- President: Parkash Singh Badal
- Founded: 1986
- Dissolved: 1995
- Split from: Shiromani Akali Dal
- Merged into: Shiromani Akali Dal
- Ideology: Sikhism
- Colours: Navy Blue

= Akali Dal – Parkash Singh Badal Group =

Akali Dal – Parkash Singh Badal Group was a Sikh-centric political faction that was created after a major split in the Shiromani Akali Dal.

==History==
The separate faction was established as a protest move against Chief Minister of Punjab Surjit Singh Barnala, who approved Operation Black Thunder in 1986, which removed Sikh militants from the Golden Temple.
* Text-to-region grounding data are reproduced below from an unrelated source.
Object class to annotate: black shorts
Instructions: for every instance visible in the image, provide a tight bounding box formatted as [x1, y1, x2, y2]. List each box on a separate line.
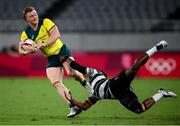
[109, 70, 136, 98]
[47, 44, 71, 68]
[109, 70, 141, 112]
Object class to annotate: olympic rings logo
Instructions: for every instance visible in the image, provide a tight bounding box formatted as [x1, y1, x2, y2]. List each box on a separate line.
[145, 58, 176, 75]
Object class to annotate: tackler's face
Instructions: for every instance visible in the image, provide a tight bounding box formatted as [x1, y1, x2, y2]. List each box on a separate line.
[25, 10, 39, 26]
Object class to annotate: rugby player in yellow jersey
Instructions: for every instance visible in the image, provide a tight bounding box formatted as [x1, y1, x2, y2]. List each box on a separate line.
[19, 6, 84, 117]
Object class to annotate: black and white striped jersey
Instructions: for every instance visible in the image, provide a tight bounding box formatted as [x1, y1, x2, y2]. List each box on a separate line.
[86, 68, 115, 100]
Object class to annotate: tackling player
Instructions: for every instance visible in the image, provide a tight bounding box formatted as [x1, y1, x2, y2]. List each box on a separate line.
[65, 40, 177, 114]
[19, 6, 84, 117]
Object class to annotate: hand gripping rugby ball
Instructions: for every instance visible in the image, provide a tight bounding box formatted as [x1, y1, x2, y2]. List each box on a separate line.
[22, 39, 36, 46]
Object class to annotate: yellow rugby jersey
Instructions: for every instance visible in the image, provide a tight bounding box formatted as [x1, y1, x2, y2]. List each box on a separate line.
[20, 18, 63, 57]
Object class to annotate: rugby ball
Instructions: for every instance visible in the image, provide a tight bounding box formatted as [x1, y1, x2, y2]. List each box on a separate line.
[22, 39, 36, 46]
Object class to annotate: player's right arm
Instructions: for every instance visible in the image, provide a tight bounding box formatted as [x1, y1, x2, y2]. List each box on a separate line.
[70, 97, 97, 111]
[19, 31, 36, 55]
[65, 91, 98, 111]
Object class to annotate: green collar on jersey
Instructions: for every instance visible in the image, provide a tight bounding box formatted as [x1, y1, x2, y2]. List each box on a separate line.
[25, 19, 43, 41]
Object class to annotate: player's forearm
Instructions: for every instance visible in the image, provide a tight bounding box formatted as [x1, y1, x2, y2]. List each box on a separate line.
[69, 61, 87, 74]
[68, 60, 98, 79]
[71, 97, 97, 111]
[45, 35, 60, 45]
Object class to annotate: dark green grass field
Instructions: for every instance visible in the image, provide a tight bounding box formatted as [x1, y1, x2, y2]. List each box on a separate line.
[0, 78, 179, 125]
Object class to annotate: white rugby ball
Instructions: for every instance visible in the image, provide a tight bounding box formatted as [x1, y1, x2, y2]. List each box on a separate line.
[22, 39, 36, 46]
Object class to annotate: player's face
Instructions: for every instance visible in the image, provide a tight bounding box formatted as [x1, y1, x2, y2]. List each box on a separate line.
[25, 10, 39, 26]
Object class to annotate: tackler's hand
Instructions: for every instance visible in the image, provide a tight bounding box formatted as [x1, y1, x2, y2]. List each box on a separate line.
[64, 90, 72, 102]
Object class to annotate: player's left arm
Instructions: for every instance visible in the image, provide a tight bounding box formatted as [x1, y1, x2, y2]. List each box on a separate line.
[37, 19, 61, 48]
[66, 58, 100, 79]
[45, 25, 60, 45]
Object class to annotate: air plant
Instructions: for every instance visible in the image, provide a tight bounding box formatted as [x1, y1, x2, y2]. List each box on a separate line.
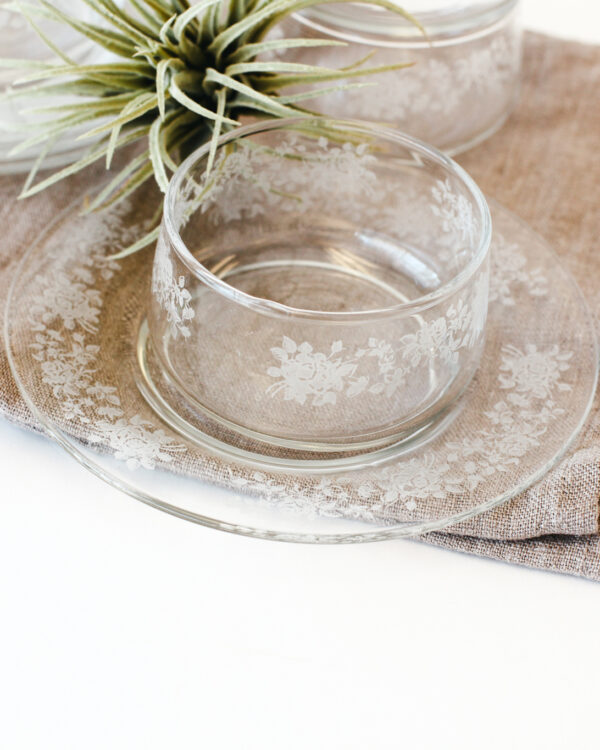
[1, 0, 419, 254]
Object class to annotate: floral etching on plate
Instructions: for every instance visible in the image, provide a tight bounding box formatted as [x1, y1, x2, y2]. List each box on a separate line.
[29, 205, 186, 471]
[27, 191, 576, 520]
[152, 233, 195, 339]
This operation was highly disproved of by the public, due to which 27 Shiromani Akali Dal MLAs led by Parkash Singh Badal and Captain Amarinder Singh split from the mainstream party and a separate group. It temporarily merged into the United Akali Dal faction in 1987 as per orders of the Akal Takht, but the attempts at broader Akali unification failed, resulting in the continuation of the Badal faction. Parkash Singh Badal’s faction was famously one of the only factions to not be a signatory of the 1994 Amritsar Declaration, which attempted to unite all Akali factions behind a common platform. The party merged into the mainstream Shiromani Akali Dal in 1995, after Parkash Singh Badal consolidated control over the party and became President, leading to the formation of a strong government in 1997.